I want to extract spark_conf and hadoop_conf from the above command.

Sample output:

"spark_conf": {
      "spark.driver.memory": "8192M",
      "spark.executor.cores": "4",
      "spark.executor.memory": "10240M",
      "spark.executor.instances": "5",
      "spark.dynamicAllocation.maxExecutors": "5",
      "spark.dynamicAllocation.minExecutors": "2"
    }
"hadoop_conf": {
      "spark.hadoop.hive.metastore.uris": "thrift://METASTORE_URI:10016",
      "spark.hadoop.fs.s3a.assumed.role.arn": "arn:aws:iam::ACCOUNT:ROLE",
      "spark.hadoop.fs.s3a.aws.credentials.provider": "org.apache.hadoop.fs.s3a.auth.AssumedRoleCredentialProvider",
      "spark.hadoop.fs.s3a.assumed.role.credentials.provider": "com.amazonaws.auth.WebIdentityTokenCredentialsProvider"
    }

The comprehensive list of hadoop related config properties is available here: list1 list2 list3 list4. Remaining config properties can be assigned to spark.

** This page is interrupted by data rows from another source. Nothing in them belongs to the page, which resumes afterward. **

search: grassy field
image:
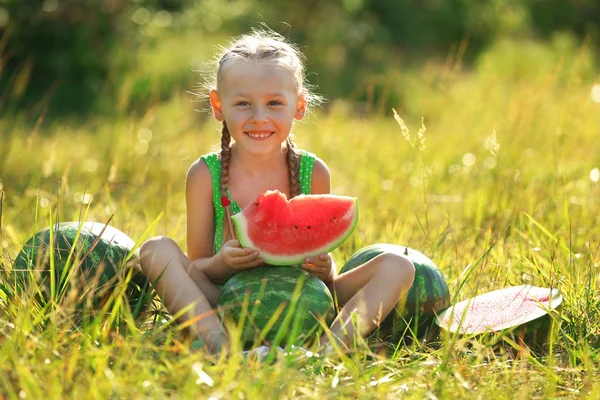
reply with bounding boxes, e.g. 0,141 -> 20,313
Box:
0,33 -> 600,399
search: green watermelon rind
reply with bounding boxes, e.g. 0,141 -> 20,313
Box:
231,198 -> 358,266
217,266 -> 334,347
435,285 -> 563,337
340,243 -> 450,342
13,221 -> 150,314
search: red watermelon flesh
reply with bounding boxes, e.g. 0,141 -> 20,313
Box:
437,285 -> 562,335
232,190 -> 358,265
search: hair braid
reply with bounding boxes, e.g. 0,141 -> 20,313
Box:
286,136 -> 300,198
221,121 -> 231,196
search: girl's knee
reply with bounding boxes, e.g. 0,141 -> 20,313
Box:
140,236 -> 177,272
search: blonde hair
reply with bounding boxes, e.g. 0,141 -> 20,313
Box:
207,29 -> 321,197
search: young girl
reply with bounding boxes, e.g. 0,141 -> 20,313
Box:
141,31 -> 414,352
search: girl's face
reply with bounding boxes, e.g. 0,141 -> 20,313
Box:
210,61 -> 306,155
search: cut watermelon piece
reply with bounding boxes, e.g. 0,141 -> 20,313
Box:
232,190 -> 358,265
436,285 -> 562,345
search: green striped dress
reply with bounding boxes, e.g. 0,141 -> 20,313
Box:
200,150 -> 315,254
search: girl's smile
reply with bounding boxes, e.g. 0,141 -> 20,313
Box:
244,131 -> 275,140
211,60 -> 306,155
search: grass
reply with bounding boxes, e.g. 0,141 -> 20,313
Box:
0,32 -> 600,399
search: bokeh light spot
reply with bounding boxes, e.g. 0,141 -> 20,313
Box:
590,168 -> 600,183
592,84 -> 600,103
463,153 -> 477,167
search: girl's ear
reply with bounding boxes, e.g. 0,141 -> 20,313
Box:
294,89 -> 306,120
210,90 -> 225,122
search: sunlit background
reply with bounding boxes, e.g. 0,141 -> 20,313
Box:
0,0 -> 600,118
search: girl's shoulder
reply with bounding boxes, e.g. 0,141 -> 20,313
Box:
186,153 -> 221,189
298,149 -> 331,194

I don't want to save these hundreds of properties in a database and search for a match. Is there a better way to segregate between the two types of config properties?


Solution

  • hadoop code will read the contents of the file in core-site.xml (on the classpath; hadoop XML) before spark starts overriding things. All site settings go in there on managed clusters.

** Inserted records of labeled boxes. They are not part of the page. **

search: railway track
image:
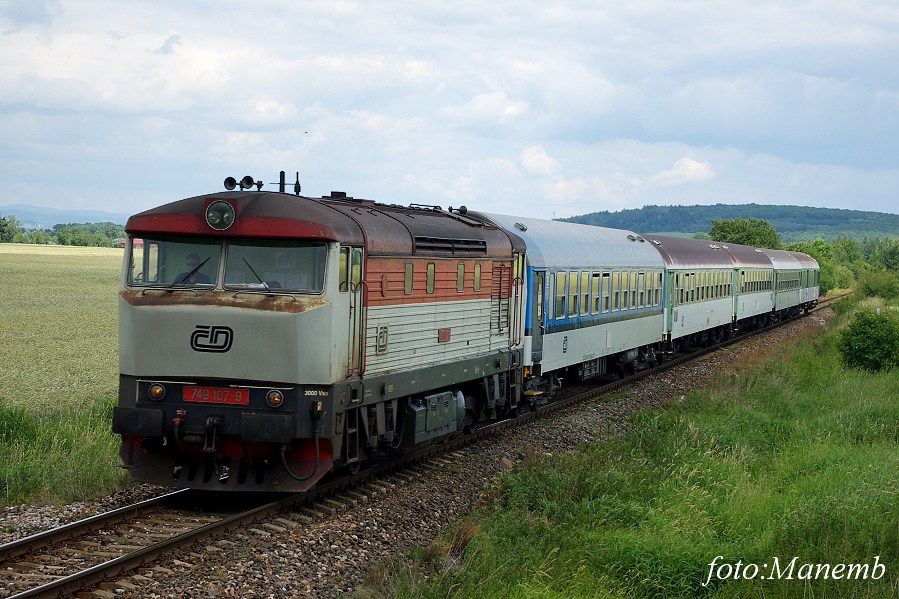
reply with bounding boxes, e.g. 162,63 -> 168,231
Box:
0,294 -> 845,599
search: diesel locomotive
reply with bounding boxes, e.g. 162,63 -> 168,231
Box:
113,173 -> 818,491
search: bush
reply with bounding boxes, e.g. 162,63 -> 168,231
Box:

    Spark always reads the file conf/spark-defaults.conf on the classpath docs

    If you are tuning s3a connections, know that the normative list of settings (and defaults, unless changed in core-default.xml ) are in: Constants.java

    Documentation is in hadoop-aws. There are some which aren't in the docs; mostly by accident. Look at those related to executor thread pool size and ask YARN for some more cores if you want maximum S3 IO performance

    Finally, that webidentity credential provider reads the env var AWS_WEB_IDENTITY_TOKEN_FILE which must point to a file in the local FS. It is not passed round with jobs, so you'll need a way to get it across the cluster. But I guess you've already noticed that.